Antenado nas causas sociais, seu próximo passo será
dado no segundo semestre, quando sairá do papel a Fundação
da grife, que vai auxiliar na educação de crianças
faveladas. Para a empreitada, Mieli terá como sócio
o mineiro Roberto Carlos Ramos, 34 anos, ex-interno da Fundação
Estadual do Bem-Estar do Menor
(Febem) de Minas Gerais. É uma grande responsabilidade,
mas darei conta, diz Ramos. É importante alguém
que conheça a realidade das crianças carentes estar
à frente desse projeto, reafirma Mieli.
Roberto
Carlos Ramos foi um dos milhares de rapazes que passaram agruras
por conta de envolvimento com drogas e violência nas ruas
da metrópole. Ramos adquiriu fama como um dos campeões
de fuga da Febem. Passou por lá 133 vezes no início
da sua adolescência. Fiquei sabendo da história
do Roberto e fui a Belo Horizonte para conhecê-lo, lembra
Mieli. Ainda bebê, Ramos morou com a mãe e os dez irmãos
na capital mineira.
Tinha
dois anos, quando a Febem foi criada e ganhou fama como uma espécie
de colégio para crianças pobres. Sob o slogan Disciplina
e educação para as crianças carentes,
a Febem parecia uma boa opção para a numerosa família.

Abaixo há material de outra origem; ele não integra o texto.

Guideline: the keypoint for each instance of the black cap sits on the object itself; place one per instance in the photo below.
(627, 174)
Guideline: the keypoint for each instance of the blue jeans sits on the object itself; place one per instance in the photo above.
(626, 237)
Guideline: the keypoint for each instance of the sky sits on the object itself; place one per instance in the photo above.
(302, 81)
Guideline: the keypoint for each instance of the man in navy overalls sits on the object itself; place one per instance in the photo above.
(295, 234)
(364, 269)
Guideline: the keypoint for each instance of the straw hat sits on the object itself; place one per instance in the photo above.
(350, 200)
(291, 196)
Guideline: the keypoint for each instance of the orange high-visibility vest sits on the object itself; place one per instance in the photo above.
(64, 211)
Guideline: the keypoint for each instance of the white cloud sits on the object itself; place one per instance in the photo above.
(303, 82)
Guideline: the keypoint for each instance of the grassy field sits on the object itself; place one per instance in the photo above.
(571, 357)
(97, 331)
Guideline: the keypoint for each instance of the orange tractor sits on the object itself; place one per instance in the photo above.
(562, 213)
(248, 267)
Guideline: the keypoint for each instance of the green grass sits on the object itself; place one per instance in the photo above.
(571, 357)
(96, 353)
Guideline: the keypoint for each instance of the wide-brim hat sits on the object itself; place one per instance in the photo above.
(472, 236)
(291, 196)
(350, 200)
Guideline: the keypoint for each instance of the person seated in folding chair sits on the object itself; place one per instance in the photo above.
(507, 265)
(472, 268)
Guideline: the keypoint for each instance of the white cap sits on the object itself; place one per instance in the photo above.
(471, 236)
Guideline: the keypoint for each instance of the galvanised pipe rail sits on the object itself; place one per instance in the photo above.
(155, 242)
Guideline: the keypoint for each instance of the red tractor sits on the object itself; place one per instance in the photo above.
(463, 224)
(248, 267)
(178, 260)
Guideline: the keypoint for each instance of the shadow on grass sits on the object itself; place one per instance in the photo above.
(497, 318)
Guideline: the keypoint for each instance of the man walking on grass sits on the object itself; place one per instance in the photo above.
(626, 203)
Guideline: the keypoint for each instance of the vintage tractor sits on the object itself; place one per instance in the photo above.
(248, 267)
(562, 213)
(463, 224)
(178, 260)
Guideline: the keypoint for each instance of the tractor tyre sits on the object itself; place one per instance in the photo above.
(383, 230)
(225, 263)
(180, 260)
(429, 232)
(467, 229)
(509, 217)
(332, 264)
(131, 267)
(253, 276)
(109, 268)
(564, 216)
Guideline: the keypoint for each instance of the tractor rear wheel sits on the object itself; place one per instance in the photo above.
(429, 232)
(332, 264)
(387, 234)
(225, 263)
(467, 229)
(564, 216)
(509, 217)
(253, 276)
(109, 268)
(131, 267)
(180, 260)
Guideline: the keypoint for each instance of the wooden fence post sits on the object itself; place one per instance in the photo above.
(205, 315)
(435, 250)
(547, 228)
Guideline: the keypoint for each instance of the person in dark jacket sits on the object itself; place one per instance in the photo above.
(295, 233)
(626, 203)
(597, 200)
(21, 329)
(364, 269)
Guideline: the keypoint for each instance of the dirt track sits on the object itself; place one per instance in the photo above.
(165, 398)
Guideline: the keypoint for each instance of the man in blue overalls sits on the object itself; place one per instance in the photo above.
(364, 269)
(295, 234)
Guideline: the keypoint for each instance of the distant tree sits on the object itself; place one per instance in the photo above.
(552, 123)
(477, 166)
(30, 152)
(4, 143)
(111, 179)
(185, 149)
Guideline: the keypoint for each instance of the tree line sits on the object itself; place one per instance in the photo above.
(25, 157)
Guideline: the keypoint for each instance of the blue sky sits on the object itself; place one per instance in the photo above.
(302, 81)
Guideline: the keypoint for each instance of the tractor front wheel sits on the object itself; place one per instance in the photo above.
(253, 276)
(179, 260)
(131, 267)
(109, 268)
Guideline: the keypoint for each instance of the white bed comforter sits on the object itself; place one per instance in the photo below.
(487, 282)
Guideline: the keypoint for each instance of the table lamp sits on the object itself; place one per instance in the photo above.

Assim, Ramos foi parar na instituição estadual aos
seis anos. Em dois anos, fugi 12 vezes da Febem, conta.
O rapaz
passou pela unidade Antônio Carlos, interior de Minas, a mais
violenta na era do governo militar. Lá, levou tapas na cara,
enfrentou sessões de eletrochoques e ficou pendurado em um
pau de arara. Entre idas e vindas da Febem, ele era conhecido não
por seu nome, mas pelo número de sua ficha na instituição:
374. Fora de lá, Ramos era consumidor contumaz de cola de
sapateiro e maconha. Roubávamos jóias e dinheiro
para comprar drogas, conta. Para freqüentar as rodas
de usuários, teve de fazer testes como ingerir fezes dos
colegas. Só abandonou o bando quando foi estuprado. Levei
72 pontos pelo corpo, lembra.
A
reviravolta de Ramos aconteceu em 1979. No dia de sua 134ª
entrada na Febem, a pedagoga francesa Marguerit Duvas visitava a
instituição. Indignada com a ficha do rapaz, que o
classificava como irrecuperável, Marguerit levou-o
para casa.
A vida
do garoto mudou. Aprendeu a ler e a falar francês e foi para
a França, onde passou da adolescência para a fase adulta.
Três anos mais tarde, voltou ao Brasil e prestou vestibular
para pedagogia. Não hesitou em estagiar no local que bem
conhecia. Voltei para a Febem como profissional, diz
Ramos. Provei que eu não era irrecuperável.
Marguerit
faleceu em 1986. Ramos decidiu então, seguir os seus passos.
Acolheu o menino Moisés, 9 anos, outro irrecuperável
da Febem. O garoto foi o primeiro dos doze ex-internos que hoje
moram com o pedagogo. Todos estudam e trabalham, conta
orgulhoso. Por conta dessa saga, Ramos hoje conta sua experiência
em escolas e empresas, que lhe pagam um cachê suficiente para
ajudar na renda familiar.
Ciente
do drama de vida de Roberto Carlos Ramos, Mieli organizou, no ano
passado, um evento em que exibiu um vídeo inspirado em sua
história. A partir daí, os laços entre os dois
se estreitaram e agora Mieli tem o companheiro como coordenador
de um núcleo de educadores, que implantará aulas via
internet em comunidades carentes. A primeira empreitada para a realização
da Fundação será a compra de computadores.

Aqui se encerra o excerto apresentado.